Participaram da rodada de debates os diretores de RH Silvia Wulkan, da Merril Lynch, André Rapoport, da Sanofi-Aventis Farmacêutica, Alessandro Bonorino, da IBM, e o presidente do Google Brasil, Alexandre Hohagen.
O senso comum entre os palestrantes foi a necessidade de especialização do profissional de RH, e mais do que isso, adquirir conhecimentos amplos relacionados à área de Finanças, Economia e Marketing. Segundo André Rapoport, o profissional multidisciplinar terá mais oportunidades dentro de grandes empresas.
Na mesma linha de aprimoramento profissional, Alexandre Hohagen garantiu que sua visão holística foi de grande importância para sua carreira, principalmente porque teve oportunidade de trabalhar com comunicação interna, relações públicas e vendas para depois chegar a Recursos Humanos com uma bagagem bem maior.

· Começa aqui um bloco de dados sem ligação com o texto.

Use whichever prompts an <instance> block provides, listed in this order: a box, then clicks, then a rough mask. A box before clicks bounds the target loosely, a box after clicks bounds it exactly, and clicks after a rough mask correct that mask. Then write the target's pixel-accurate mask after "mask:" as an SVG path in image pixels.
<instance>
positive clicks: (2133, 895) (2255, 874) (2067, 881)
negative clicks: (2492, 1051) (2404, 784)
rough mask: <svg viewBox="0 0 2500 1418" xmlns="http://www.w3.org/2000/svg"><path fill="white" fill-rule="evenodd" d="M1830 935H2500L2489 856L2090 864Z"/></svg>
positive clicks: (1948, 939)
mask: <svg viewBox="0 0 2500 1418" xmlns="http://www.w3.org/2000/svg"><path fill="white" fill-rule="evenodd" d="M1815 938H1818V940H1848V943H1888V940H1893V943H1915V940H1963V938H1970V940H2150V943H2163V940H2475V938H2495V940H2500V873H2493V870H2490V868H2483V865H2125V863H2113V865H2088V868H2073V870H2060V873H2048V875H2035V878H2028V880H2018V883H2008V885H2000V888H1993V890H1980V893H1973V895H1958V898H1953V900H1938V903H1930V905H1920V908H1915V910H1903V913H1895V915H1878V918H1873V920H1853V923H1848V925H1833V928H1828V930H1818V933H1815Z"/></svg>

Outro ponto importante foi a confirmação de uma tese que vem sendo discutida há algum tempo nas organizações: o maior bem que a empresa pode ter é o seu capital humano. Nessa afirmação, coube levantar a preocupação que as empresas, e conseqüentemente seu RH, têm no que se refere à retenção de talentos.
No Google, a manutenção de uma cultura informal, onde todo colaborador tem a possibilidade de interagir, é uma das soluções para reter o pessoal. “O nosso ativo são as pessoas, pois as máquinas que temos no escritório não valem absolutamente nada, o que vale é o capital intelectual ”, enfatiza Hohagen .
Já o Merrill Lynch aposta em uma atuação transparente, diálogos corpo-a-corpo e na compreensão das necessidades do colaborador. “Conversamos, checamos o que os colaboradores querem para sua carreira. Ficamos atentos se a empresa fornece as ferramentas necessárias para que se desenvolvam”, explica Silvia.
Para concluir a rodada de discussões não poderia ficar fora a questão que envolve o quanto a área despende seu tempo com funções operacionais e como o RH pode se empenhar e evoluir ao ponto em que realmente comece a participar das decisões estratégicas da empresa.